Friday, 17 September 2010

Mind and reality (Thich Nhat Hanh)

‘Recall a simple and ancient truth: the subject of knowledge cannot exist independently from the object of knowledge. To see is to see something. To hear is to hear something. To be angry is to be angry over something. Hope is hope for something. Thinking is thinking about something. When the object of knowledge (the something) is not present, there can be no subject of knowledge’ (1991:45-46).

‘Consider the example of a table. The table’s existence is possible due to the existence of things which we might call “the non-table world”: the forest where the wood grew and was cut, the carpenter, the iron ore which became the nails and screws, and countless other things which have relation to the table, the parents and ancestors of the carpenter, the sun and rain which made it possible for the trees to grow’ (1991:47).

Hanh, Thich Nhat (1991) The Miracle of Mindfulness.

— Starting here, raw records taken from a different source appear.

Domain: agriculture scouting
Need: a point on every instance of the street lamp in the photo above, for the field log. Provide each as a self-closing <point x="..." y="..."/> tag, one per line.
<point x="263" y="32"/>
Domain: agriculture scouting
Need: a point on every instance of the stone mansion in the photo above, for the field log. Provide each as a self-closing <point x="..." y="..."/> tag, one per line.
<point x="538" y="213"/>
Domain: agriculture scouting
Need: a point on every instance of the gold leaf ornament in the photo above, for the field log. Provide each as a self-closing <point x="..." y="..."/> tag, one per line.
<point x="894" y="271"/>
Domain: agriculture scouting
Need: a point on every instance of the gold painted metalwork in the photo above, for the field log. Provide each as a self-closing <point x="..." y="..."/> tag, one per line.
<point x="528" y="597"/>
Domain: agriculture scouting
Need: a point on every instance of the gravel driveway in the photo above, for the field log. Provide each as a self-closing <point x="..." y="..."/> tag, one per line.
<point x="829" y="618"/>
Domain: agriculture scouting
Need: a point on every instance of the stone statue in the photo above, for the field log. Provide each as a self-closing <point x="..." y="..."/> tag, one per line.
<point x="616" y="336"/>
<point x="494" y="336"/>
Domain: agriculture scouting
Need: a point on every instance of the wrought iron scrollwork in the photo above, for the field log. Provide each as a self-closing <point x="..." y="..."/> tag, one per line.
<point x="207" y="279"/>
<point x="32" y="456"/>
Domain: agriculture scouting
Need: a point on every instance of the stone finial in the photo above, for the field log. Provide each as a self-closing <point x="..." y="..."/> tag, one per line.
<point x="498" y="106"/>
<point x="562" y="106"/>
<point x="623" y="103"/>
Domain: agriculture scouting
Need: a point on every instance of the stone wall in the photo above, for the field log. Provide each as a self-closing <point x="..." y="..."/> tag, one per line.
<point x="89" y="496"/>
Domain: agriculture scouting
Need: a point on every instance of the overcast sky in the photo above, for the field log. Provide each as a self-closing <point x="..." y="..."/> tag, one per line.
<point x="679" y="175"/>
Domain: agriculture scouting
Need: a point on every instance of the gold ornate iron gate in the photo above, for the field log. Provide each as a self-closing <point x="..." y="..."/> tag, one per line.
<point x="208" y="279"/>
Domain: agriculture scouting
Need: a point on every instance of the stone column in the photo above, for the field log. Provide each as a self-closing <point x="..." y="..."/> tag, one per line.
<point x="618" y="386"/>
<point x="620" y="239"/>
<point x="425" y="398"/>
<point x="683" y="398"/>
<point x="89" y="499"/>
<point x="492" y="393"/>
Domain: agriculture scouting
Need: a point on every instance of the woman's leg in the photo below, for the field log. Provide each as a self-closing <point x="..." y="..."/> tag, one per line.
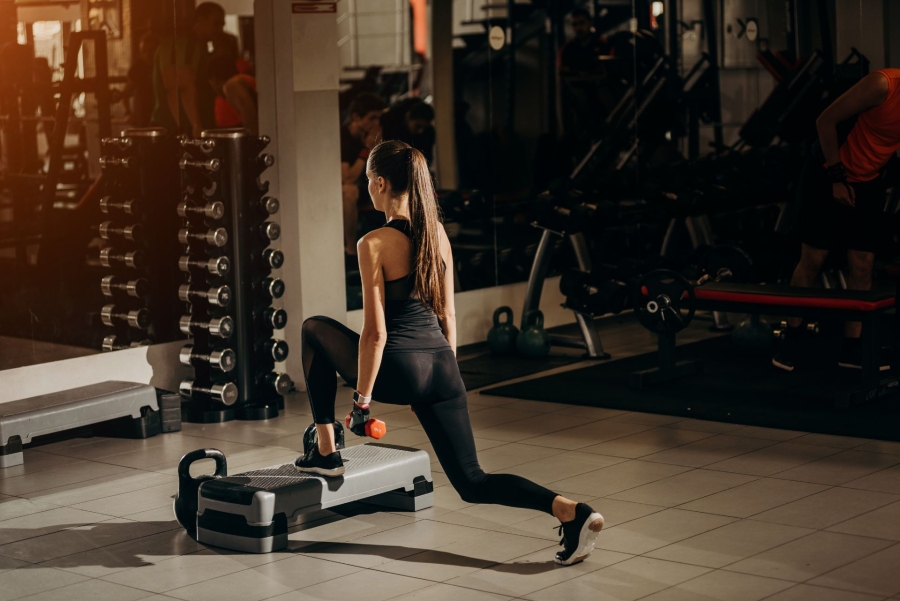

London: Rider.

‘When we have a concept about something, its image appears within that concept. For example, when we have a concept of a table, we see an image of that table, but we must remember that our concept is not the thing itself. It is just our perception, which might in fact be very different from the table. A termite, for example, may perceive a table as a feast, and a physicist may perceive it as a mass of rapidly moving particles’ (1992: 54).

‘The notion that things can exist independently of one another comes from the perception that they have a beginning and an end. But it is impossible to find the beginning or end of anything’ (1992:60).

Hanh, Thich Nhat (1992) The Diamond That Cuts Through Illusion. Berkley: Parallax Press.